Should I get sponsorship?
"Getting sponsorship" is like getting a job.
If one has the skill to fix cars, one gets a job as a mechanic.
If one has the skill to manage ledgers, one gets a job as an accountant.
If one has the still to make all sorts of food, one gets a job as a cook.
In seeking sponsorship, you are saying "I have the skill and ability to promote your company. You should pay me to advertise your company."
Consider several things:
* This will be a lot of work. After landing the sponsorship, you will do a LOT of work performing the duties of sponsorship.
* Like any other job, you're generally compensated at a level that matches your ability to perform. If you're an awesome banker, you're making $150,00 with a corner office, if you're not awesome, you're making $38,000 as a teller. If you're not ALREADY an awesome advertising guy, expect your compensation to be in line with your skill level.

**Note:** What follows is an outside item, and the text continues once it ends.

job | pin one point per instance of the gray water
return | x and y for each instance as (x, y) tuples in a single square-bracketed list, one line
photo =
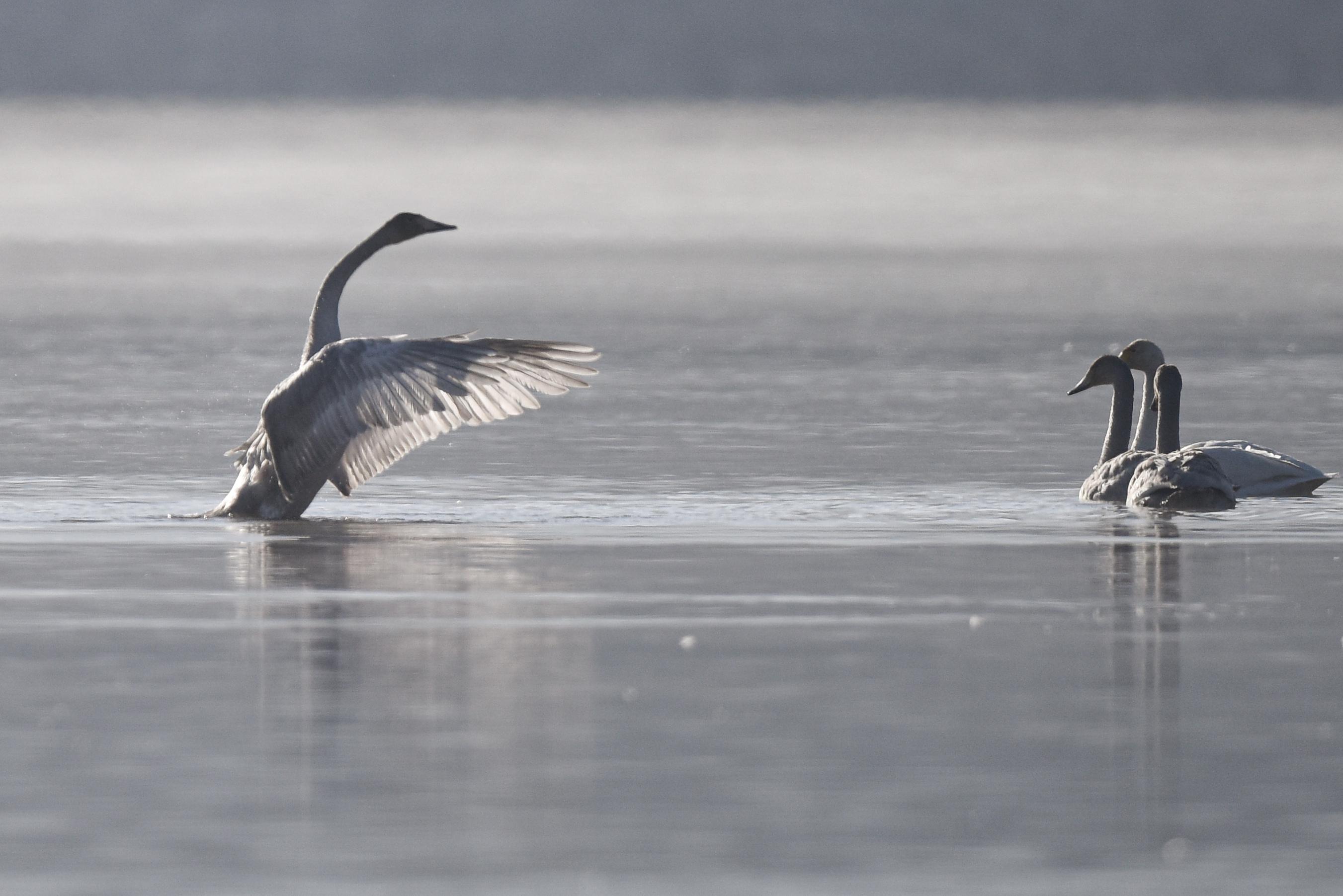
[(798, 598)]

* Your ability to produce results may be too small for a particular company to even deal with you. For example, if a person wants "only $500" from a massive company like Ford, they are not interested because the money amount is too small. They would spend three times that on internal costs just to get the paperwork done. It's not that Ford couldn't afford the money, they can't afford the time from their employees. Those people need to be working on closing the $50,000 deals, the five million dollar deals.
With all these combined, you're looking at:
1) You need to spend time learning a new skill set. ("How do I find sponsors?")
2) You need to spend time using those new skills. (Putting together marketing materials, identifying potential sponsors, meeting them, following up, putting together additional research information that was asked for...)
3) Your chance of success is not 100%.
Given all that... I would seriously ask yourself "Is there something ELSE I'm already good at that can get me the money I need to go racing?"
Option A) 10 hours a week for 12 weeks chasing sponsorship. 30% chance of getting $1000 which required 20 hours of work afterward to appear at car dealerships or whatever. That's a 30% chance of making $7.14 an hour and %70 chance of making zero.
Option B) 10 hours a week for 14 weeks making $17 an hour as a car mechanic. That's a 100% chance of $2040, for the same amount of time invested.
Now, the "30%" might be 50%, or it might be 2%, but the point is it's not 100%. And "$17/hour as a bike mechanic" could be twice that, or not, or maybe you can weld, or maybe you're a heart surgeon. The point is that you may already have some other skill who's current market value is much higher, and where payment is much more reliable, than the market value of your skill in the field of sponsorship.
For almost all racers... taking a second job delivering pizza would net them far more cash for actual racing than investing that time in trying to find sponsorship.